I've been known to dream about movies before they come out, usually if I'm excited about seeing them (Pulp Fiction, Titanic) or if they've been so overhyped I feel like I've seen them already (Crimson Tide).
It's rare that I dream about a movie after I've seen it, but last night was spent with dreams and one terrible nightmare on board Titanic.
Yes, folks, I'm one of the hundreds who've lined up to see it this weekend, and clearly the movie made an impression on me: the ship dominated my thoughts all last night. I woke up at 3am, having had a nightmare involving drowning and the cold ocean and having no way out, and I couldn't get back to sleep until about 5 (and that was with an additional application of melatonin).
This said, Titanic is not a horror movie. It is a giant-scale movie-movie that is a romance in the first half and action-adventure in the second half--the two times I looked at my watch were: the midpoint (when Leonardo and Kate kiss), and at the end of Act II (when the boat hits the berg, and I hope that doesn't spoil it for anyone). But I didn't look at my watch because I was bored; I looked because I wanted to know how much time had gone by. It's all true: it doesn't feel like 3 hours.
Scale: grand. Action: plenty. Characters: nil. Everyone is a type in this flick, from the Irrepressible Young Society Woman to the Happy Poor People to the Noble Engineer to the Effete, Vicious Snob. Billy Zane should have taken Cameron aside and said, "James, could I have a character to play, please?"

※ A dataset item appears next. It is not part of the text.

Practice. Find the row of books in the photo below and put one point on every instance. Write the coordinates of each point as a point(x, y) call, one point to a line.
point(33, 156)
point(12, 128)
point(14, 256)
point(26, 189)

The framing story, in which a group of modern-day treasure hunters go searching through the Titanic's wreck (I've read that those are actual shots of Titanic, for the most part): pretty good. The part where the treasure hunters explain how the boat sank: key.
Darin and I enjoyed ourselves mightily. As we waited in line--the last time I waited in this long a line for a movie: The Lost World--the guy in front of us said that the movie was worth the wait and didn't feel like 3 hours. He'd seen it Friday night. And was back Saturday afternoon for another looksee. I don't think we enjoyed it that much, but if Cameron can get the repeat audience...
Spoilerspoilerspoilerspoilerspoiler
Does anyone else think that Rose should have worn the necklace to bed that night so that it would be found in the morning, rather than tossing it over the side?
I wonder if I should put a spoiler on the spoilers page: The boat sinks.
The movie that we went to see Friday night was Tomorrow Never Dies. Rating: ennnh. As Darin put it, he'd tell you to rent TND on video and go see Titanic in the theatres. I knew that the movie was nothing special when one of the exotic locales turned out to be Hamburg, extraordinarily boring industrial city.
The action: okay. The quips: has Bond always killed people in spectacularly horrible ways and then made a joke about it? Both Darin and I were struck by the repeated sadism of various scenes. The villain: crazy as a loon and therefore not particularly serious, no matter how terrible his scheme. I say this being a very crazed fan of Jonathan Pryce's.
We had dinner Friday night at Cha Cha Cha in Encino. Rating: okay. Darin loved the fried plantains but thought the jerk seasoning was okay and didn't stand out. We didn't have anything spectacular there.
As Darin got very, very sick later that night, we probably won't be going back. I'm not sure it's due to the food, mind you, but it never hurts to be safe.
Today: we might go see Mousehunt.
Last night I went to bed right after we got in from the movie and had something to eat--around 8:30pm--because I had a terrible headache, the kind where I start massaging my scalp because I can feel my scalp muscles bunching up under the skin because the pain is so bad.
I guess that was a migraine. Except I don't have any visual cues, just a horrible, throbbing headache. But it's cured me of eating candy during a movie, I'll tell you that much.